As more Australians get COVID-19, will we have enough hospital beds?

The number of confirmed COVID-19 cases in Australia has been doubling every 3-to-4 days. This is not surprising: the slowly-increasing measures put in place over the past week by the federal and state governments will take time to slow the growth of case numbers. But we should be clear: a shutdown of anything that isn’t truly essential will be needed to avoid overwhelming the healthcare system.

In the coming days and weeks, the number of Australians diagnosed with COVID-19 will rise quickly. This will place great pressure on our health services, staff, and infrastructure, including intensive care units (ICUs).

The likelihood that people who are diagnosed with COVID-19 will be admitted to an ICU depends on their age. About 20 per cent of people over 80 will need to be admitted to an ICU, while the rate for 50-to-59 year-olds is 1.2 per cent.1 Given Australia’s demographic make-up, the overall ICU rate is estimated at 2.2 per cent of diagnosed cases.2

The Figure below shows that with Australia’s current rate of doubling of cases every 3-to-4 days, our ICUs will reach current capacity in mid-April. When we hit a trigger point of 12,000 new cases every day, then we know that we will hit our current ICU capacity soon after if new cases continue to grow.

In the scenario of cases doubling every three days, we would reach current ICU capacity on April 11. If cases double every four days instead, we reach ICU capacity a week later on April 18.3 Slowing the growth to doubling every five days would buy another week.

States are already purchasing additional ventilators to double ICU capacity, but machines need staff to operate and monitor them. Trained staff are not immediately available and so some relaxation of enterprise agreement conditions about staffing may be required during the peak of the pandemic. There are also other patients who will require ICU beds, reducing the number of available beds. But, looking at the Figure above, the only thing that matters right now is the rate of growth.

The initial plans to ‘flatten the curve’ would still lead to more than 100,000 new cases per day at the peak of the pandemic. While this approach will buy us time, we will still run out of ICU beds in Australia.

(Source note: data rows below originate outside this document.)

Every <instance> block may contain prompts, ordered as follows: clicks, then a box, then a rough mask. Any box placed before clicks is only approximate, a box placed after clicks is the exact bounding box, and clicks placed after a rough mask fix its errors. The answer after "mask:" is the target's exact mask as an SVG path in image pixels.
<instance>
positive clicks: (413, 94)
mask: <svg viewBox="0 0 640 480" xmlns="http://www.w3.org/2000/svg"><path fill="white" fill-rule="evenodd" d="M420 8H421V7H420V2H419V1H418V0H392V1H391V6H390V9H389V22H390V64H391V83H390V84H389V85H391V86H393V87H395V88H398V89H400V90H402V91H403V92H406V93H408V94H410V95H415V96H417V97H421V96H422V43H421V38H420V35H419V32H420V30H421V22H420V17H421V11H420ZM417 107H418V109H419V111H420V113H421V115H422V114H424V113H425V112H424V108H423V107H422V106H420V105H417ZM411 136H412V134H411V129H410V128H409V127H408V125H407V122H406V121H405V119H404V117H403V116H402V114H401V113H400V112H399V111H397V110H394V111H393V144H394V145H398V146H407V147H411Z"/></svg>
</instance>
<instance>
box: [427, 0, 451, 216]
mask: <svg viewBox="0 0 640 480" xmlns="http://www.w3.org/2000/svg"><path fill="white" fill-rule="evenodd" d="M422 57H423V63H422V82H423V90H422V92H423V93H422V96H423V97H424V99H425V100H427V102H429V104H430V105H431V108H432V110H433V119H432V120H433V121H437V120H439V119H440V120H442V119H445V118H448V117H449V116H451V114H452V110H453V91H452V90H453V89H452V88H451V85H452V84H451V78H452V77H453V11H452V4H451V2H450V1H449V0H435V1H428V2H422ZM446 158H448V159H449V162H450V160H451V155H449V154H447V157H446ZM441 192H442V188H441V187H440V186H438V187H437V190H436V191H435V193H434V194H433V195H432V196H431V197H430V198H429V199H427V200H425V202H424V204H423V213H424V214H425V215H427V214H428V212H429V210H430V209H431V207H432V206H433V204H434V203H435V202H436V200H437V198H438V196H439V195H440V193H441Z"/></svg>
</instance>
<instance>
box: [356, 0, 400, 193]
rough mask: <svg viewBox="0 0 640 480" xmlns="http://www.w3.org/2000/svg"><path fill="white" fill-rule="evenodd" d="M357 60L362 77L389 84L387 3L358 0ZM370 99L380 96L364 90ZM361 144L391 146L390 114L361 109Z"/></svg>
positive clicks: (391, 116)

This will force us to confront ethical dilemmas as to who gets admitted to the ICU and for how long, and who remains in a hospital bed with less intensive treatment. These ‘tragic choices’4 that families and health professionals face are the consequences of broader social and political decisions about the toughness of spatial isolation policies. The quicker we can reduce the rate of infection, the better the health system will be able to cope. Older people are more at risk of ICU admission (and death) and so we should be particularly aiming to reduce infection in the elderly.5

Our gloomy ICU forecast is primarily determined by the exponential growth in diagnosed cases. This is what needs to change. The goal should be to bring new cases in Australia down to zero as quickly as possible. All state governments must act decisively and bring in a broad shutdown now.

Co Authors :

  1. See Table 1 of Impact of non-pharmaceutical interventions (NPIs) to reduce COVID19 mortality and healthcare demand
  2. Assuming that each age group gets COVID-19 at the same rate. If fewer older people get the virus, the proportion of all people that will be admitted to ICU will be less, and vice versa.
  3. Higgie and Khan (2020) estimate slightly earlier dates under similar growth scenarios by using a higher rate of ICU admissions (5% rather than 2.2%).
  4. Calabresi, G. and Bobbitt, P. (1978), Tragic choices: The conflicts society confronts in the allocation of tragically scarce resources (New York: Norton).